O uso do ciclo 21 após a amamentação exclusiva por 6 meses pode prejudicar o bebê?

O Ciclo 21 é um contraceptivo oral que combina o componente estrogênico (etinilestradiol) e o componente progestogênico (levonorgestrel), e pertence ao grupo dos contraceptivos orais combinados. Pertence, portanto, ao conjunto de métodos de terceira escolha.(6)

Tanto os critérios de elegibilidade médica para o uso de contraceptivos da Organização Mundial da Saúde (OMS) quanto do CDC (Centers for Disease Control and Prevention, dos EUA) não apresentam restrições ao uso de contraceptivos orais combinados pelas mulheres que amamentam após os seis meses do parto. Embora em ambos haja uma recomendação mais forte pela utilização dos métodos exclusivamente progestagênicos (ou demais métodos não hormonais) enquanto perdurar a amamentação.(4,7)

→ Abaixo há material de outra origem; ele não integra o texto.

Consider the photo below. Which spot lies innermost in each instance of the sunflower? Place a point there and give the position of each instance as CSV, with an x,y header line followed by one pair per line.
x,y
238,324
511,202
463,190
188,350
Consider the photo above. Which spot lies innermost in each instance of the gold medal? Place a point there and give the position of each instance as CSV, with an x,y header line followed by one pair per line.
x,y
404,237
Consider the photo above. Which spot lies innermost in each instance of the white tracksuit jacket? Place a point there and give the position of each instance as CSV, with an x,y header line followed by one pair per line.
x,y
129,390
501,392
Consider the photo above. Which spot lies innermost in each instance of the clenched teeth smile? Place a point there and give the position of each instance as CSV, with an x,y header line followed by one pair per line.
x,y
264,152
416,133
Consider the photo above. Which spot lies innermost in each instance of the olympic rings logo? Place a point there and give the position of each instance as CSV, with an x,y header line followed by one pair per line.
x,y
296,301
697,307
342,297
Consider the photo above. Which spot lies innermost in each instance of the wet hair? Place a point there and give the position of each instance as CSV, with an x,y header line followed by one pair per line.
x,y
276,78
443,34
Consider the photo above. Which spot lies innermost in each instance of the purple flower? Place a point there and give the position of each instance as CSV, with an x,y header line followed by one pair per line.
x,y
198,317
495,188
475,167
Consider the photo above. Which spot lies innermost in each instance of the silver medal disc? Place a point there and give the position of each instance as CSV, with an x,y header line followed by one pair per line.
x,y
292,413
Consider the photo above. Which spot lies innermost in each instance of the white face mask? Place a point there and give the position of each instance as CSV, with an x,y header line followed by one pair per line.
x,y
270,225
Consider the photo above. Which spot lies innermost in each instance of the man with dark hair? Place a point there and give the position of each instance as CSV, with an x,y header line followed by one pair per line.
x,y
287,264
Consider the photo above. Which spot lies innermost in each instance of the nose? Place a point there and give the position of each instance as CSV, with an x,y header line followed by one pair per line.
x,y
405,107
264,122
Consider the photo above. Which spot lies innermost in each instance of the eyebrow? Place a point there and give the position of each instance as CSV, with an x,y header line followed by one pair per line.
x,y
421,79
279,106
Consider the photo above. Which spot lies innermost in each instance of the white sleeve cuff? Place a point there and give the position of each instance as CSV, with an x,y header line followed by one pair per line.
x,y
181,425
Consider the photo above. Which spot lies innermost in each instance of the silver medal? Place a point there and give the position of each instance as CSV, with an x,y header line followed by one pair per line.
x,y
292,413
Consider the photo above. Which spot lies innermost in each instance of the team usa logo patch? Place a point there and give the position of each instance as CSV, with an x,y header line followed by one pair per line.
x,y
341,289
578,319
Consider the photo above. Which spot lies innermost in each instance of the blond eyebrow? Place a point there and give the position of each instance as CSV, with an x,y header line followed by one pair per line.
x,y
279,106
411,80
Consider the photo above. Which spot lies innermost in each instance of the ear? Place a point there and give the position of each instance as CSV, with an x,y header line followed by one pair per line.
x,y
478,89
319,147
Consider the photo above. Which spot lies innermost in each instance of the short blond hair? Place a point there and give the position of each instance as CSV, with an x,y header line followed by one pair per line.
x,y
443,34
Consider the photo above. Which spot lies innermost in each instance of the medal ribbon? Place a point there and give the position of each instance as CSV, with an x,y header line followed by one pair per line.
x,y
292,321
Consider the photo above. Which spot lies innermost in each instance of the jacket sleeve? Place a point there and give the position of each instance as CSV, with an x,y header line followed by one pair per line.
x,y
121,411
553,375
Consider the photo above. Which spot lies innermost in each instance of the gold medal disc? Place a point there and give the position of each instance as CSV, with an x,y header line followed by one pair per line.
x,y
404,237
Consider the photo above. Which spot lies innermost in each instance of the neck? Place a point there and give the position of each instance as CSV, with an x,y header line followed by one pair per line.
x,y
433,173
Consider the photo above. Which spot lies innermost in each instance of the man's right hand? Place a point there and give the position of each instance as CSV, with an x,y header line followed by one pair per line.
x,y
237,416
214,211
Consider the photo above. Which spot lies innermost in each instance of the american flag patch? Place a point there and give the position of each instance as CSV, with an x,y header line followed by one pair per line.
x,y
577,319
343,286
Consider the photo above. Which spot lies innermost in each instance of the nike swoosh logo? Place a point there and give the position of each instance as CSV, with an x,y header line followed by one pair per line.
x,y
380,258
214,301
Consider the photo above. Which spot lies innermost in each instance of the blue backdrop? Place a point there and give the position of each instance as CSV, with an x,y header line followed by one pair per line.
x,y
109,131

Para a OMS, os contraceptivos combinados não são recomendados para uso por lactantes menos de seis semanas após o parto, geralmente não são recomendados entre seis semanas e seis meses após o parto e podem ser utilizados a partir dos seis meses após o parto.(7)Para o CDC, os contraceptivos combinados não são recomendados para uso por lactantes menos de seis semanas após o parto.(4)   Não foi encontrado na literatura consultada qualquer registro de prejuízo ao bebê lactente quando a mãe faz uso de anticoncepcional combinado a partir dos seis meses após o parto, apesar da bula do medicamento (Ciclo 21®) afirmar textualmente que: ""pequenas quantidades de contraceptivos esteroidais e/ou metabólitos foram identificadas no leite materno e poucos efeitos adversos foram relatados em lactentes, incluindo icterícia e aumento das mamas.(3,5) A lactação pode ser influenciada pelos contraceptivos orais combinados, uma vez que podem reduzir a quantidade e alterar a composição do leite materno. Em geral, não deve ser recomendado o uso de contraceptivos orais combinados até que a lactante tenha deixado totalmente de amamentar a criança. (8)   A contracepção hormonal durante a lactação tem seu uso limitado devido aos efeitos na qualidade e quantidade do leite materno, transferência de hormônios para o recém-nascido (RN) e possíveis alterações no crescimento infantil. A Academy of Breastfeeding Medicine afirma que é prudente considerar todos os métodos contraceptivos hormonais como tendo algum risco de diminuição na produção de leite(²). (A)   Por este motivo, quando já não está mais indicado o método de lactação e amenorreia, ou quando a mãe que amamenta deseja outro método de planejamento familiar, pode-se indicar os seguintes métodos (apresentados por ordem crescente no potencial impacto no sucesso do aleitamento materno)(¹) :   • métodos de primeira escolha: planejamento familiar natural, métodos de barreira e dispositivos intra-uterinos (DIU);   • métodos de segunda escolha: métodos hormonais exclusivamente progestogênicos; e   • métodos de terceira escolha: métodos hormonais que contenham estrogênio.